On Aug. 2, 2019, ISD staff held a Career Tech to Careers signing event with Ryan MacGregor, a 2019 graduate of Harbor Springs High School. MacGregor has started a career with Walstrom Marina on the waterfront in Harbor Springs, serving as a technician apprentice. The work involves a number of skills revolving around repair and service of boats, including plumbing, electrical, basic mechanical repairs and working with customers to diagnose issues. “We have been trying to figure out where Ryan shines, but that’s everywhere,” said Wayne Peterson, MacGregor’s supervisor and the company’s service leader.

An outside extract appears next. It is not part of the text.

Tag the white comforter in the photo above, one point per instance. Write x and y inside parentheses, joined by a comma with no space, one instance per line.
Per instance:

During his senior year, MacGregor enrolled in Adam Hausler’s automotive class, a Career and Technical Education offering. The skills he learned there translate well to repair of boats, which have many similar systems. “If you can fix a car, you can fix boats, motorcycles, ski lifts, golf carts, large equipment – anything mechanical,” Hausler said.
Walstrom marine technician Corey Geiger and Brenda Andrews, accounts payable/HR for the company, visited the class last school year in search of students, particularly those who were not college bound, who might be interested in coming to work for Walstrom after graduation. It worked – three students were interested early-on, with MacGregor following through to secure the spot. He began work full-time on June 10, and will be eligible for full benefits upon completing the summer successfully.
His teacher noted, “Ryan was an exceptional student. He has a good attitude, was willing to learn and has a really good work ethic and attendance. He was not afraid to try something new.”
Pictured celebrating Ryan MacGregor’s signing event are (front row, from left) Jim Rummer, Char-Em ISD Career and Technical Education Director; Ryan MacGregor; Adam Hausler, Harbor Springs High School automotive teacher; Wayne Peterson, service leader; (back frow, from left) Tory Thrush, Char-Em ISD job coach; Beverly Osetek, Char-Em ISD Board of Education member; Becky and Marty MacGregor, parents of Ryan; Aaron Hughey, assistant automotive class teacher; David Lesh, director of service; Mike Hutto, yard manager; Madeline Walstrom; and Brenda Andrews, accounts payable/HR at Walstrom.